For further postoperative pain control in both groups, an intravenous PCA pump containing piritramide [7] at a concentration of 1mg/ml was used. PCA pump was programmed to administer 2 ml bolus of piritramide on demand, without a continuous basal infusion, and a lockout period of 10 minutes between each bolus administration. The attending physician was unaware of the patients to whom intrathecal morphine was administered. All patients were further transferred to IMC for an overnight monitoring prior to discharge to surgical-floor the following day.
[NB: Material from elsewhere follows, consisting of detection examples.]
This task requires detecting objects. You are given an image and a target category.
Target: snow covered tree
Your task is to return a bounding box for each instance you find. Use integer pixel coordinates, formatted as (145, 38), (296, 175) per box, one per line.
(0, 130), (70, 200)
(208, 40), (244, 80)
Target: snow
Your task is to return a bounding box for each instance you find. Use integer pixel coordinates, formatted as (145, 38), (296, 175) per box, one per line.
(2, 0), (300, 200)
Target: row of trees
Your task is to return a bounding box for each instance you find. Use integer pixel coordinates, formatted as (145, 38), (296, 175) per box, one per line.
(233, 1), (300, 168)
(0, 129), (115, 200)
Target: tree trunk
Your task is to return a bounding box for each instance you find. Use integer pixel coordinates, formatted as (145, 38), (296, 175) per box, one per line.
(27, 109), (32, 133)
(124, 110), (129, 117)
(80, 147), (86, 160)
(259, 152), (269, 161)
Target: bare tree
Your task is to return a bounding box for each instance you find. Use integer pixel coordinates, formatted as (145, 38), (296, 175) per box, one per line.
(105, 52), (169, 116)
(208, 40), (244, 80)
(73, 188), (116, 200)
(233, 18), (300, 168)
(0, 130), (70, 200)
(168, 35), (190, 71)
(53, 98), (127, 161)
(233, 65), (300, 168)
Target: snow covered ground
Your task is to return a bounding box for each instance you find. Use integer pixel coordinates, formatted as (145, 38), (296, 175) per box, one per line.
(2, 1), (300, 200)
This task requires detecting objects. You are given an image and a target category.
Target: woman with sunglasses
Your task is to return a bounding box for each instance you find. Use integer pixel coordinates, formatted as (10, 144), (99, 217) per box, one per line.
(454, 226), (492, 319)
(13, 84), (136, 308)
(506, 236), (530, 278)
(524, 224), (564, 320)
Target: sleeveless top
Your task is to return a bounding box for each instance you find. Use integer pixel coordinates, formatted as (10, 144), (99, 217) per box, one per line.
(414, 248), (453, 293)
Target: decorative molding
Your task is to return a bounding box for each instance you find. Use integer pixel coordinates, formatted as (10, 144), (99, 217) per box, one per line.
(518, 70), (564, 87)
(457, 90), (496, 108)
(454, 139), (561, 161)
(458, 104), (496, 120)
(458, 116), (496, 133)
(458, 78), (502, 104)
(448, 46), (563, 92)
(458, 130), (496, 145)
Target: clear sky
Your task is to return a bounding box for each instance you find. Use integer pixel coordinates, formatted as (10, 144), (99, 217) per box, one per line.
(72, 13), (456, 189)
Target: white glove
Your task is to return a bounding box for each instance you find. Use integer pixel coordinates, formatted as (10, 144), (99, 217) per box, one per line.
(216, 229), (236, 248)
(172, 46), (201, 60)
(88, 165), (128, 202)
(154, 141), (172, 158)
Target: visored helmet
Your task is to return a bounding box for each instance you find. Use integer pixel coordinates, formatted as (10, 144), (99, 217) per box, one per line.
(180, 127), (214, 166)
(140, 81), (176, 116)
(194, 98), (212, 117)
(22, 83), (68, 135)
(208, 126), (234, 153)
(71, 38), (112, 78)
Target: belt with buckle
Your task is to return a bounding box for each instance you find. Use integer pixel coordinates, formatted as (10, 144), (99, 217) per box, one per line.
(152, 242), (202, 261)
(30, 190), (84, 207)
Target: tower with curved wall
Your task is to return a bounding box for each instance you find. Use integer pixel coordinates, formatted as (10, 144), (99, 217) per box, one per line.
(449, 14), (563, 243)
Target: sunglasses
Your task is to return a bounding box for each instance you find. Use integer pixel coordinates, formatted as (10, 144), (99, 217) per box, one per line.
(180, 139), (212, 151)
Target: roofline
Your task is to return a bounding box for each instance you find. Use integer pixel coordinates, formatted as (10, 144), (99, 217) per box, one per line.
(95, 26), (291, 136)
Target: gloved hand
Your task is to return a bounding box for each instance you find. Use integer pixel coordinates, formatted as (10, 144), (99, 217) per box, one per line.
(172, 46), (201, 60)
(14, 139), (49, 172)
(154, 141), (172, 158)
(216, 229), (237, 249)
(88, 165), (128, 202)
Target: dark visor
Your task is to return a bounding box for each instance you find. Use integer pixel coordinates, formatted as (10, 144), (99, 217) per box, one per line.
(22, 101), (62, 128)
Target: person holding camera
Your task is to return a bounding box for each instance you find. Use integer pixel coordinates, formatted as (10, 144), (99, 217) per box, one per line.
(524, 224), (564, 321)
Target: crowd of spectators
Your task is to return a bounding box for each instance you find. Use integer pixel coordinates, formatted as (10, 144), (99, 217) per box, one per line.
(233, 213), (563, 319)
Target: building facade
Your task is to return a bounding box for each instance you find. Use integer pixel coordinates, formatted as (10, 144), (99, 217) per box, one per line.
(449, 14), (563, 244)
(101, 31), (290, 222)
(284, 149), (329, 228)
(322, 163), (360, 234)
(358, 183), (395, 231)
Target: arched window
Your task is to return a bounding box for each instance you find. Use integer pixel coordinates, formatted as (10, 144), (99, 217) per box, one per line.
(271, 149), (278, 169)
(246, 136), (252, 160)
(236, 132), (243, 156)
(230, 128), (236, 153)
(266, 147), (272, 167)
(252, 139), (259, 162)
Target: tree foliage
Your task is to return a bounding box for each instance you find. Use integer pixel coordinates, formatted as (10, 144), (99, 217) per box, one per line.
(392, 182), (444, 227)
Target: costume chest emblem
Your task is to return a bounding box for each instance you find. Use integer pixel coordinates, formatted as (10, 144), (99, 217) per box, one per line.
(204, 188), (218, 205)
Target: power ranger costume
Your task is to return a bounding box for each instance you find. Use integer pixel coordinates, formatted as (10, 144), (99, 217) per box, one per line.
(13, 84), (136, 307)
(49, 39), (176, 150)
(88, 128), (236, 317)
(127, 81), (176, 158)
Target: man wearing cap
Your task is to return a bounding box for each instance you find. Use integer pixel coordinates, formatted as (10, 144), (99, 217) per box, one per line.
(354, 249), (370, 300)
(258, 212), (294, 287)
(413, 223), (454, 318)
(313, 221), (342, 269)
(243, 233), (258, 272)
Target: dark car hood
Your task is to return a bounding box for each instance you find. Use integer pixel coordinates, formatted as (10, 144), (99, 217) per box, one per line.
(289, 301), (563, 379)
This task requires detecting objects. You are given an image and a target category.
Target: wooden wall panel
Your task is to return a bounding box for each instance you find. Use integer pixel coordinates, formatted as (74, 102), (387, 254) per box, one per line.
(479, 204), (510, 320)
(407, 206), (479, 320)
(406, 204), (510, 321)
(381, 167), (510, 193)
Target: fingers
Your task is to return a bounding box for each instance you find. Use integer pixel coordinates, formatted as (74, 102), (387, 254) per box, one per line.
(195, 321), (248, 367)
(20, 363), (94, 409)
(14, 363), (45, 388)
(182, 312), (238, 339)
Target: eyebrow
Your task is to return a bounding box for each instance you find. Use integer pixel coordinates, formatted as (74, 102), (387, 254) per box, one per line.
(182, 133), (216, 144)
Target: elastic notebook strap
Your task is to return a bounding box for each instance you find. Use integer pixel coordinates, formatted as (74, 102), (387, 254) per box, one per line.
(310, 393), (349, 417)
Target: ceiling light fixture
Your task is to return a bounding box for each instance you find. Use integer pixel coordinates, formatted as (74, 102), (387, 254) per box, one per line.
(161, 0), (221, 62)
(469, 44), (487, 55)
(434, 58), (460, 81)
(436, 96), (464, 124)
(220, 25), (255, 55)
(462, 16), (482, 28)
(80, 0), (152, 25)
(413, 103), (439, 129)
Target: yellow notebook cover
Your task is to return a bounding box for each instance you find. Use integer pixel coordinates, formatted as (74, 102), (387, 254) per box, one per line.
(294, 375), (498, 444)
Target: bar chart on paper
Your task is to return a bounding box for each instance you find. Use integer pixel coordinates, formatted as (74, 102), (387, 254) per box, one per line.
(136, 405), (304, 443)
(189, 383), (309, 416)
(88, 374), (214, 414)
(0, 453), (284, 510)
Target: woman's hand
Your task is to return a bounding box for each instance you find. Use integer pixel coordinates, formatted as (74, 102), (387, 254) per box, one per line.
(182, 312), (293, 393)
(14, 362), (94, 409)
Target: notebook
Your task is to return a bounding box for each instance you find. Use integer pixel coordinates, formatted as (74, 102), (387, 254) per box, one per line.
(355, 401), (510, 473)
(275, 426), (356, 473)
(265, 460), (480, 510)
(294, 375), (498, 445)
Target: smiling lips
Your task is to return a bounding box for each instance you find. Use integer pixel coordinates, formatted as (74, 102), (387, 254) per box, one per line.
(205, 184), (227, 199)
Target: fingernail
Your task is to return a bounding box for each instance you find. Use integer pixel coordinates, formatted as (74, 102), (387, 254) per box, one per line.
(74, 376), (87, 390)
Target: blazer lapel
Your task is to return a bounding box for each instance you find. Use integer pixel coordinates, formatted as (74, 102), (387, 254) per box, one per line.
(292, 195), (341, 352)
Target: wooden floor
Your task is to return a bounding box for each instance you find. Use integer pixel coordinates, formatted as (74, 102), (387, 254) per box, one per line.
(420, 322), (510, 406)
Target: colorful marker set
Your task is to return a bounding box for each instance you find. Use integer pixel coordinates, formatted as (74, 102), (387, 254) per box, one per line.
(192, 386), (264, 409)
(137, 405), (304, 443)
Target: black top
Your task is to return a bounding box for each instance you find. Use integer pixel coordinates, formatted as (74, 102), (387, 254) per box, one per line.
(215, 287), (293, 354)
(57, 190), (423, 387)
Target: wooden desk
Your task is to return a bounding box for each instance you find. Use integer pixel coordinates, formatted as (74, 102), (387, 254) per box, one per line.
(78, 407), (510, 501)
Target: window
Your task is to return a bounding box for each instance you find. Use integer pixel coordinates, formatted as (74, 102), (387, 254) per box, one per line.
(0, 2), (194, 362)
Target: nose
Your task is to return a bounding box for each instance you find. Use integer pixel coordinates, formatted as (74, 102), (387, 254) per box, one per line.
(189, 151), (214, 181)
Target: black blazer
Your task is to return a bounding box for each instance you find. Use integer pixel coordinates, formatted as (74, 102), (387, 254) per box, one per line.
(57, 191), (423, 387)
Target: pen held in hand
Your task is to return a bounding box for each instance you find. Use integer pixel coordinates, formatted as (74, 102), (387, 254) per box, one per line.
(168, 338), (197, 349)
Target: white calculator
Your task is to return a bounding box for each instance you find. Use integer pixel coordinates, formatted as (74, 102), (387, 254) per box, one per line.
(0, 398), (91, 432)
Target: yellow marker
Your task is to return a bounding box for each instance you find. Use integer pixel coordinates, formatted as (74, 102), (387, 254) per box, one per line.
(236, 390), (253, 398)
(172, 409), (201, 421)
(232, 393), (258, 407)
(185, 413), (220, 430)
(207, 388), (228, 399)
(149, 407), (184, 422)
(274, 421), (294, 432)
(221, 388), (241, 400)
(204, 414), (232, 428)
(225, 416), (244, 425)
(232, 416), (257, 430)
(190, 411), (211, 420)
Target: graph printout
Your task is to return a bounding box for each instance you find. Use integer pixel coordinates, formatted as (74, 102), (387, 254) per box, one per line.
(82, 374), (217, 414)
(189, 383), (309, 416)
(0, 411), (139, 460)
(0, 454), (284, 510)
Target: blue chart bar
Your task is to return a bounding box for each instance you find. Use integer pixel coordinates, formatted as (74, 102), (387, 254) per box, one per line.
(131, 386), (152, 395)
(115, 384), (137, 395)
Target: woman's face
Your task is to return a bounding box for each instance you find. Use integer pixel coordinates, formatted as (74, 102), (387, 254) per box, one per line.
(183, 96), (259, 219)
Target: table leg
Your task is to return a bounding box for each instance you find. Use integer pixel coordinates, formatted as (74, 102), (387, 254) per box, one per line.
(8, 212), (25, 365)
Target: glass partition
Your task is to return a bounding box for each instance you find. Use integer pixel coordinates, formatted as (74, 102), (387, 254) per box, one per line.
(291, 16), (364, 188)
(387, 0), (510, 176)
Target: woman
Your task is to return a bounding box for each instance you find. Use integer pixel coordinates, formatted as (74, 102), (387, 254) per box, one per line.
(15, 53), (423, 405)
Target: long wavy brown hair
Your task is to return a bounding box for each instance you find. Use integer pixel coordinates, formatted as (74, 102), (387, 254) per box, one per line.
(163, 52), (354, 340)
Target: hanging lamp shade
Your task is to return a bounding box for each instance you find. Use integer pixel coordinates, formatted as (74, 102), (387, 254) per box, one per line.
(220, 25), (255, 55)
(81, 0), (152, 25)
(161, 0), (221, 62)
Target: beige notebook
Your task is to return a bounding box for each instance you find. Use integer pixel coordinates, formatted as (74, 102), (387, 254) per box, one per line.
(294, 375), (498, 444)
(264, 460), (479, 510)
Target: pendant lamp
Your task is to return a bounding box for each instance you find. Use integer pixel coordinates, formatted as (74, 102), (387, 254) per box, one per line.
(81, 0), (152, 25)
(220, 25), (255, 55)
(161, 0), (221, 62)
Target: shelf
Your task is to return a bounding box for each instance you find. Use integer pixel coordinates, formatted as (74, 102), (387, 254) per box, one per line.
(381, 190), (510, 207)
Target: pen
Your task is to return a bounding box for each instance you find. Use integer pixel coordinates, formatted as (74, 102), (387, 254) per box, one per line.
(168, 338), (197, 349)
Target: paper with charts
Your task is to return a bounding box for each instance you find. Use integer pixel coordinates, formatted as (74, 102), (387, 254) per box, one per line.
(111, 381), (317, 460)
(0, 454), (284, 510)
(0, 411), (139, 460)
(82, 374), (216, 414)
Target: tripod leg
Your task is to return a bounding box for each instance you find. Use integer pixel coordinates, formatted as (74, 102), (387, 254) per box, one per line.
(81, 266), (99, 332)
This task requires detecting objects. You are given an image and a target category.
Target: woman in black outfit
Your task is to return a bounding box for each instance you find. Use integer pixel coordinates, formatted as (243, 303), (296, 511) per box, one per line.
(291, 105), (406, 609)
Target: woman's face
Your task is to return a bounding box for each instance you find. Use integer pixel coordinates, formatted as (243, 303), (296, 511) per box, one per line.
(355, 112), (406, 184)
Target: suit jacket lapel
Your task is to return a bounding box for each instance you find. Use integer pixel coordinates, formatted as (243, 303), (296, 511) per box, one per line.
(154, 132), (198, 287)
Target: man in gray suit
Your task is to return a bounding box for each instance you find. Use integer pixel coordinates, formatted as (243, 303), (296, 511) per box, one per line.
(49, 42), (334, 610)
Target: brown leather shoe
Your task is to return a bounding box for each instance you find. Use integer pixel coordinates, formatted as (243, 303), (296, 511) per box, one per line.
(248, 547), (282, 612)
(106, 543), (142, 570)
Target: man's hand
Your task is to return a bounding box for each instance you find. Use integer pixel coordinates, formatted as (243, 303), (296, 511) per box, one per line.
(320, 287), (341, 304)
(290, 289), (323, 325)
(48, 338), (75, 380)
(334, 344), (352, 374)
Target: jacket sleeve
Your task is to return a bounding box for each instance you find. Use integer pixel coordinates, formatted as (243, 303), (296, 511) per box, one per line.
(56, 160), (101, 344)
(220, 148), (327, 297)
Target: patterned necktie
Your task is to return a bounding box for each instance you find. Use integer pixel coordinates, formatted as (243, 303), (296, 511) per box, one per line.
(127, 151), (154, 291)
In IMC unit facilities for continuous invasive hemodynamic monitoring was possible but without the facility of invasive or non invasive ventilation. For transfer to IMC unit, patients need to be awake, oriented and in a stable hemodynamic condition without any inotropic support. A sufficient gas exchange (p a CO 2 < 50 mmHg, p a O 2 > 70 mmHg) under insufflation of 3-5 l/min O 2 was necessary for admission to IMC unit.

Criteria for transfer to wards included the presence of a stable rhythm and independent mobilization. Criteria for prolongation of IMC unit stay were: insufficient diuresis, intravenous amiodarone therapy, dependence on external pacemaker or symptomatic transitory psychotic syndrome. Intravenous PCA was continued in the ward and was terminated by the pain service of the anaesthetic department, in accordance with visual analogue scale (VAS) for pain.

Data assessment

Data were assessed on the day of operation and following three postoperative days. All parameters for PCA were documented till third postoperative day.

Extubation time was defined as the time from arrival in the PACU to tracheal extubation. Blood gas analysis were registered every hour in the first 4 hours after extubation as well as every 8 hours on IMC unit. Postoperative pain intensity was evaluated at rest, using a visual analogue scale (VAS) from 0 to 10. Sedation scores were assessed simultaneously on a numeric scale reaching from 1 (awake) to 5 (unarousable). The amount of intravenous opioids administered in PACU and IMC Unit was documented. The consumption of PCA piritramide was calculated according to the number of boluses utilized till the 3 rd postoperative day. The appearance of possible side effects associated with intrathecal morphine like nausea, vomiting, pruritus, headache and urinary retention, was recorded.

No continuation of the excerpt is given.